Ludenscheid, Hessian headquarter
“Please come in, von Uslar.” The stairs to the tower room Duke Wilhelm of Hesse had chosen for this meeting had obviously been hard on his cavalry leader’s wounded leg, so Hesse waved him towards a chair, while going himself to check that no one was lurking on the stairs.
“I apologize for making you climb all those stairs with your bad leg, but I intend to ask you to attack a fortified town without artillery support,” Hesse closed the door and returned to his desk, “so I’m sure you’ll agree that secrecy is of the uttermost importance.”
“As long as it isn’t Kronach,” Von Uslar replied in his usual laconic voice.
“No, it’s Bonn. Your brother is coming westward with fresh troops, and I want you to head east and meet him at Berleburg, as if it was an ordinary exchange of troops. Together you’ll then go up the Eder valley, cross to Sieg at the headwater, and then down that valley to Siegen. From there you must reach Beuel as fast as possible, take the town and the ferry, and cross the Rhine to gain at least a foothold on the other side. Duchess Amalie has arranged for new cannons to come down the rivers from Frankfurt, but by the time they arrive, I want the countryside and as much as Bonn as possible to be under our control.”
“The archbishop’s palace in Bonn is said to contain quite a lot of gold and jewels.” Von Uslar now looked vaguely interested.
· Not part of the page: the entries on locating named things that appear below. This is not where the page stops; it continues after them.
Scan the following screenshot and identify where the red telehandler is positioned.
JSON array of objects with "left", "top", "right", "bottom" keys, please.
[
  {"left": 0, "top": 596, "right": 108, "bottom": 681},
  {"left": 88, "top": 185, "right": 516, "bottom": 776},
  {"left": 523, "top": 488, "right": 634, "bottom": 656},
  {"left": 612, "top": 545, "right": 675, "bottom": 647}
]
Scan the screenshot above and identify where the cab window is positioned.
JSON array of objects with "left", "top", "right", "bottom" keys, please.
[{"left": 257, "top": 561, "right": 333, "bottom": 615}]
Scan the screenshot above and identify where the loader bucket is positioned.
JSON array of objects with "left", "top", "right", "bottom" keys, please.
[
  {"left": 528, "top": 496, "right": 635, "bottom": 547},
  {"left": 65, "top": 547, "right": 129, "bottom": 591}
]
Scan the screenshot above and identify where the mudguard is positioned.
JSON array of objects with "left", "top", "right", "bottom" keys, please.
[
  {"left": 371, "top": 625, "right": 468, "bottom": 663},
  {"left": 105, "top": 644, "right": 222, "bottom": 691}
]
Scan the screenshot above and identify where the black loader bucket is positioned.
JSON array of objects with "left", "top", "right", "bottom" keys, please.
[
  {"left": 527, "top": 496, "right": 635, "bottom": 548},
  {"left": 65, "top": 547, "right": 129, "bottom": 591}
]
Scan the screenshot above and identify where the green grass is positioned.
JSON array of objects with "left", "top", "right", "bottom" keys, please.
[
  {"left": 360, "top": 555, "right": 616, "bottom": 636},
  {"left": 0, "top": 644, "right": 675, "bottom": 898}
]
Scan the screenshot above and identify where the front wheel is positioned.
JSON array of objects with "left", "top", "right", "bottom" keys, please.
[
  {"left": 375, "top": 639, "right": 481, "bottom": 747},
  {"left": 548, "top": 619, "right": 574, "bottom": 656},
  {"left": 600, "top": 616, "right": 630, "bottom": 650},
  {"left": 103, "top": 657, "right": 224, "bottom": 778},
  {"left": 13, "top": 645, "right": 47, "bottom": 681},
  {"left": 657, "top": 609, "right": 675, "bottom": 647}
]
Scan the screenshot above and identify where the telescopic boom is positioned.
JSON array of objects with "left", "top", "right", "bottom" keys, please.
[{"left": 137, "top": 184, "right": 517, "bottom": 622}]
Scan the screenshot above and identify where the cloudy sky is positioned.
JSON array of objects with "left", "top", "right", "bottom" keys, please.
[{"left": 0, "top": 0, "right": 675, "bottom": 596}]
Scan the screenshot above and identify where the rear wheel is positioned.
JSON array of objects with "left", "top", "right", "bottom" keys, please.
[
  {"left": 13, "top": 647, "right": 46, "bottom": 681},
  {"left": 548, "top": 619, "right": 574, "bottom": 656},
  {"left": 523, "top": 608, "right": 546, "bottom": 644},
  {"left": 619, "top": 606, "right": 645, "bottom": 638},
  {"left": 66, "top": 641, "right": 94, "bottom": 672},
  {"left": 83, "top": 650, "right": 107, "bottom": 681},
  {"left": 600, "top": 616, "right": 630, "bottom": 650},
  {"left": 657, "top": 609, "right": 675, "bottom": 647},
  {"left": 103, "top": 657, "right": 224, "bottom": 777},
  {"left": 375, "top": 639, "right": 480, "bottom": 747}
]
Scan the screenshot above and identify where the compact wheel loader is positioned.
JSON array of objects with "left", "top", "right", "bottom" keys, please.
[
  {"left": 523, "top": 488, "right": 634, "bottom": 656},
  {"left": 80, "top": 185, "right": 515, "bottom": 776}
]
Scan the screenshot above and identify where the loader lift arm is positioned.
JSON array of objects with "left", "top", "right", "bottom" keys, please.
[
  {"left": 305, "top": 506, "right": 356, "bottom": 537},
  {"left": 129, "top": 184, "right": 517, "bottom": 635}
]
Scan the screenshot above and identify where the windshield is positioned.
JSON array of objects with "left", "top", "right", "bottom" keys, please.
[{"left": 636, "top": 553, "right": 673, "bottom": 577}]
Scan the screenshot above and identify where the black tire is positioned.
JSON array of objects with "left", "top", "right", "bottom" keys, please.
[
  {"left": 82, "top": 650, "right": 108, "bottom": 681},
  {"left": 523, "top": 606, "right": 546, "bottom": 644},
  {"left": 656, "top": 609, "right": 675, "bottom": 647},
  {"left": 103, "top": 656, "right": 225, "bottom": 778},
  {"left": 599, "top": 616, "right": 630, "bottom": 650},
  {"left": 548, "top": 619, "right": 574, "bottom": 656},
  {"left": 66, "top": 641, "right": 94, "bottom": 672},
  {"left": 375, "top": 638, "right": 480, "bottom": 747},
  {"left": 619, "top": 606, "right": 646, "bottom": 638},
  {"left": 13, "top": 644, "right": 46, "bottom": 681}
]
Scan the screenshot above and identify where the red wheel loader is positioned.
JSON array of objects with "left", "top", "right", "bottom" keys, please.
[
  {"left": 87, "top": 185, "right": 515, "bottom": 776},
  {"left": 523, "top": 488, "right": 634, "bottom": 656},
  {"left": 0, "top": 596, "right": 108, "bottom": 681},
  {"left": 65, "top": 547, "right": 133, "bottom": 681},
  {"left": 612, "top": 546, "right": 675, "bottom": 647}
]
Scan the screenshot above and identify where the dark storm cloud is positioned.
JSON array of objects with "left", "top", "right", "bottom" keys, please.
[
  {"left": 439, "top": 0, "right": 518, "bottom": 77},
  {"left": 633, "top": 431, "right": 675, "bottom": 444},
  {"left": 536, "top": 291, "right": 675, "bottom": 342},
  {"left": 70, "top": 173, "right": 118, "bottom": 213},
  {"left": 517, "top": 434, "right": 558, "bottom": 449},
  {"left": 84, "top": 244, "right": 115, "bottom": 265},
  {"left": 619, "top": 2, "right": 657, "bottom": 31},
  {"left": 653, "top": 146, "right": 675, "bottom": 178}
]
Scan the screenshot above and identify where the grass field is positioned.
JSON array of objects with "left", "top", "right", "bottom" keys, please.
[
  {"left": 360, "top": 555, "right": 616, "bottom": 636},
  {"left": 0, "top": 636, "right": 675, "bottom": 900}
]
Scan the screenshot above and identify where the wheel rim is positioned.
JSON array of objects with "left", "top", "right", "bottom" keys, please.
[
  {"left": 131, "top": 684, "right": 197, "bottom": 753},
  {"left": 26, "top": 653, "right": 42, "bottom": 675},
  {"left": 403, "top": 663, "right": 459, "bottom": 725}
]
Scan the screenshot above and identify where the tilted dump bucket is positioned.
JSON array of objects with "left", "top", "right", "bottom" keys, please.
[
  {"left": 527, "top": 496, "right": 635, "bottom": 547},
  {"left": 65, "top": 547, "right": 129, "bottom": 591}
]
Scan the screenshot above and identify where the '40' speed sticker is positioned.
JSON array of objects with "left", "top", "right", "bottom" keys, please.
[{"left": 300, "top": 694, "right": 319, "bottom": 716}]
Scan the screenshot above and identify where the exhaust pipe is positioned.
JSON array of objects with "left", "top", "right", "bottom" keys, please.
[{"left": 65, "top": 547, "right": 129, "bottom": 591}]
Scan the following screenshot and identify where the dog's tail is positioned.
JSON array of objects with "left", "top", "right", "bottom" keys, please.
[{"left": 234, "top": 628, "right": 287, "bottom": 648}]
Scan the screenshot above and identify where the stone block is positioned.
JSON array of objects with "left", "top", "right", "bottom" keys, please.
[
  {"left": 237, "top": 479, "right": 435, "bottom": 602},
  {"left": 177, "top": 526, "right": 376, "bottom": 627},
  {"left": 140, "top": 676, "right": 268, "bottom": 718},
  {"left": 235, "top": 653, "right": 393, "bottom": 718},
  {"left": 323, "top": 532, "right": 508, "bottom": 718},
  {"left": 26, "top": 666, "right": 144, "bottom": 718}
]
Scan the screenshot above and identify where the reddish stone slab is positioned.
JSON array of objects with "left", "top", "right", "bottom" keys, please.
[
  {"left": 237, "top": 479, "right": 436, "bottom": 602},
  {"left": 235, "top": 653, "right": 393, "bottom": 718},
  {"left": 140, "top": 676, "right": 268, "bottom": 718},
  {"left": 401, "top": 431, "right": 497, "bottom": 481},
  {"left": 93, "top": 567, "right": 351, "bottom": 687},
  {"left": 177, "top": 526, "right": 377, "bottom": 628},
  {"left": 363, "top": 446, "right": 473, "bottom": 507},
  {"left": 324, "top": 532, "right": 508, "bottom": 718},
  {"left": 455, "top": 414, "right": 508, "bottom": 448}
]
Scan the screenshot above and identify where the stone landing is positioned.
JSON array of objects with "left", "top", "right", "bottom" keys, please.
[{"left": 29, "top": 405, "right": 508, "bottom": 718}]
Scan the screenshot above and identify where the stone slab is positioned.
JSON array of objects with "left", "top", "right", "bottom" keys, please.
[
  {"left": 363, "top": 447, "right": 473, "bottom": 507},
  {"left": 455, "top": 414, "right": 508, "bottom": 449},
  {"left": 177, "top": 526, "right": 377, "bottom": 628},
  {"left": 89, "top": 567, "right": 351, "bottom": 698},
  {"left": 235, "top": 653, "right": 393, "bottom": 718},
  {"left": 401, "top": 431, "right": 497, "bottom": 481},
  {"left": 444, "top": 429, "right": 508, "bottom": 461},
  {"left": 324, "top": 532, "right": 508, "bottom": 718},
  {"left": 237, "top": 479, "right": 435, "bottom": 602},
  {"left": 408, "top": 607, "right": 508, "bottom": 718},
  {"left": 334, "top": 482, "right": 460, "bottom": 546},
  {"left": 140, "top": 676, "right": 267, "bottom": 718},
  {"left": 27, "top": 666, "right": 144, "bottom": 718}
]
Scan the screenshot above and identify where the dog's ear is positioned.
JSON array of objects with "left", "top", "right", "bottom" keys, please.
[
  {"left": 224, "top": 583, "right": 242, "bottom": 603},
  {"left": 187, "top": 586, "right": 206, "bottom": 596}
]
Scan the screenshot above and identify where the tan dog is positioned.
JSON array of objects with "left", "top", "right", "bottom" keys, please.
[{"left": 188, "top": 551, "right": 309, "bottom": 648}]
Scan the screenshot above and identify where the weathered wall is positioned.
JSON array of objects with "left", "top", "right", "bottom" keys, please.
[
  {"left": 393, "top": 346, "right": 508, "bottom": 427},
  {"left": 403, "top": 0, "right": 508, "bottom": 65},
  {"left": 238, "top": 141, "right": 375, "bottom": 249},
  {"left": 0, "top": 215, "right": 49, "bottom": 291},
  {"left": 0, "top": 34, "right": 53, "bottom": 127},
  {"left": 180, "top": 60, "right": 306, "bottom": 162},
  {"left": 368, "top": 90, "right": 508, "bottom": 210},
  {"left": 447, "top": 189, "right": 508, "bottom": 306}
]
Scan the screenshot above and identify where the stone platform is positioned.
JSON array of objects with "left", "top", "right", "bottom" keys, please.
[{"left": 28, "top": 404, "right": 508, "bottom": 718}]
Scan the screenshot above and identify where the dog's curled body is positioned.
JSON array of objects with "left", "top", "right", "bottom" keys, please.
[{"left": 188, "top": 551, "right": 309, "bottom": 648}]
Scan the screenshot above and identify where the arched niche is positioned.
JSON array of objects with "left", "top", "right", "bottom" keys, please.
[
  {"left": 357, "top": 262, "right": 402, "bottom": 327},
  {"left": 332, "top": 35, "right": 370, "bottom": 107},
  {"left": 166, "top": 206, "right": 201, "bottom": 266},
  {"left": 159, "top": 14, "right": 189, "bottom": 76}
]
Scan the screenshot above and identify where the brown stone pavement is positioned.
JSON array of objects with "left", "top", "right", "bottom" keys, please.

“Yes, and I’ll need that to cover the cost of the new guns, and other expenses.”
“And the infantry?”
Hesse sighed. “Eventually I’ll reach an agreement with De Geer for access to the Rhine, and we’ll meet you at Cologne. Cologne is of course our real goal, but I cannot sail the new artillery past the cannons on the river wall at Bonn.”
“Not to mention the gold from the palace.”
“Yes, that too.”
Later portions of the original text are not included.